Unsere beste Hoffnung mag sein, dass Kerry sich zu frueh gefreut und seinem Wunschdenken erlegen ist.

5 Antworten

  1. Das ist leider alles nur zu wahr, was Du schreibst.
    Meiner Meinung nach ist es die „eigene Familie“, der Westen, der Israel in Wahrheit hintergeht. Die Araber, ich sag es ganz offen, halte ich für dumm und unfähig. Wenn der Westen, die EU und die USA, aufhören würde, diese zurückgebliebenen Barbaraen so bedingungslos zu unterstützen, dann gäbe es die ganzen Probleme nicht.
    Und diese Hinterhältigkeit hat eine lange, lange Tradition. Schon kurze Zeit nach dem Palästina-Mandat 1920 fing es an, als die Briten auf jüdischem Land Transjordanien errichteten. Von da an ging es kontinuierlich und konsequent bis zu dem Punkt, an dem wir uns heute befinden.
    Ich habe die Hoffnung, daß die vielen kürzlichen Öl- und Gasfunde auf der Welt, die Golfgegend politisch marginalisieren. Die USA fahren ihre Importquote für Öl stetig herunter. Sie ist bereits auf einem 13-Jahres-Tief. Dann würde diese Arschkriecherei gegenüber den Arabern abnehmen. Aber das ist eher eine langfristige Geschichte.
    Kopf hoch und weitermachen!

  2. Sven,

    es greift zu kurz, Araber fuer dumm und unfaehig zu halten. Nachweislich erweisen sich arabische Einwanderer in die USA als sehr tuechtig und erfolgreich. Die arabischen Staaten funktionieren mehr schlecht als recht, selbst die mit dem vielen Oel.

    Ein Argument ist, dass diesen Staaten das Staatsvolk fehlt. Der arabische Nationalismus war ueberstaatlich und ist inzwischen gescheitert.
    Daniel Greenfield vertritt die These, dass schon die muslimische Eroberung die urspruenglichen Kulturen zerstoerte und dadurch die Entwicklung von modernen Staaten verhinderte.

    When you don’t have a nation, but you do have an army, then what you have is not a state, but a Shawarma Republic. To keep the army from overthrowing the leader, he must find internal or external enemies. When a downturn occurs, and the mobs gather, either the army massacres the mob or overthrows the ruler. Or the rebels cut a deal with some internal elements and wipe out the loyalists.

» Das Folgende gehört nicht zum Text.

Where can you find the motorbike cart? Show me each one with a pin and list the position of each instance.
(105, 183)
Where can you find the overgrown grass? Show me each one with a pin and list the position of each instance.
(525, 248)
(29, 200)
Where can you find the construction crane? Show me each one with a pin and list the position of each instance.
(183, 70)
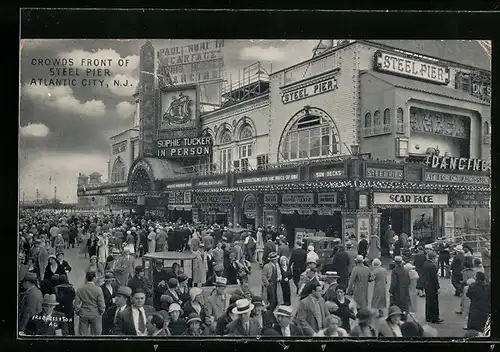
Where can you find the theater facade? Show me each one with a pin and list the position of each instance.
(360, 136)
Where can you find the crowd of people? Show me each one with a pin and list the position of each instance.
(118, 299)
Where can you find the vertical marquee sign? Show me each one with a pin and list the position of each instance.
(147, 100)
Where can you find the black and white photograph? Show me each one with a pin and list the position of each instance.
(190, 188)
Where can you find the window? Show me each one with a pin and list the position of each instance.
(225, 159)
(246, 132)
(401, 147)
(119, 171)
(309, 137)
(226, 137)
(377, 122)
(400, 121)
(245, 151)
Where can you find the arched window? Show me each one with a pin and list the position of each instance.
(310, 137)
(486, 128)
(119, 171)
(400, 121)
(377, 122)
(226, 137)
(246, 132)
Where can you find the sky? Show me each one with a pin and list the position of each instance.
(65, 130)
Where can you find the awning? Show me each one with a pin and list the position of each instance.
(425, 87)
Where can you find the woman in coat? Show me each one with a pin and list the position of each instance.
(480, 303)
(413, 286)
(379, 298)
(199, 272)
(374, 247)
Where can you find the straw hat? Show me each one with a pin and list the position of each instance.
(50, 300)
(243, 306)
(285, 311)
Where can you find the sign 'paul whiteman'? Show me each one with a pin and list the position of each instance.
(184, 147)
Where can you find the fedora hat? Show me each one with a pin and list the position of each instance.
(394, 310)
(285, 311)
(31, 277)
(243, 306)
(50, 300)
(193, 317)
(272, 256)
(174, 307)
(124, 291)
(220, 282)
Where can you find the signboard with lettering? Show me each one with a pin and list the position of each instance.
(471, 200)
(409, 67)
(428, 121)
(327, 198)
(225, 199)
(119, 147)
(290, 96)
(270, 198)
(374, 172)
(115, 190)
(184, 147)
(335, 173)
(211, 183)
(192, 63)
(451, 163)
(178, 185)
(297, 198)
(266, 179)
(456, 178)
(409, 199)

    This is an old regional narrative that has nothing to do with democracy, human rights, Twitter or any of the other nonsense flowing through New York Times columns faster than the sewers of Cairo.

  3. Liebe Ruth,
    Du hast ganz sicher Recht. Ich habe vielleicht eine verkürzte Sicht, weil ich tagtäglich nur Negatives lese, angefangen von Familienbanden, die hier ihr Unwesen treiben, über das Chaos im Nahen Osten, bis hin zu den Kannibalismusfällen.
    An meiner Uni waren viele Iraner und Türken; also, wie gesagt, Du hast schon recht, aber ich kann für den Islam nichts anderes als Verachtung empfinden. Das ist keine Religion, sondern eine faschistische Naziideologie. Und jeder, der das wissen will, der kann es auch wissen.
    .
    Mal was anderes.
    Habe gestern rein zufällig diesen Artikel der BZ (Axel Springer) vom letzten November gefunden. „Was, wenn Berlin Israel wäre…“. Eine Wohltat unter dem vielen Mist, der hier geschrieben wird.
    http://www.bz-berlin.de/aktuell/berlin/was-wenn-berlin-israel-waere-article1585107.html
    .
    Schöne Grüße aus Berlin! Hier ist’s gerade bestimmt (fast) genauso heiß wie bei Euch. 31 Grad! Hurra! Wannsee, ich komme!😀
    Sven

  4. Liebe Ruth,
    Deine Darstellung der Situation ist nicht pessimistisch, sondern realistisch. Leider!

    Wenn Du es noch nicht kennst, empfehle ich Dir den Beitrag eines anderen Realisten, Yakkov Lozowick:
    http://heplev.wordpress.com/2013/07/17/ende-des-konflikts/

  5. Hat dies auf World-Media-Watch rebloggt.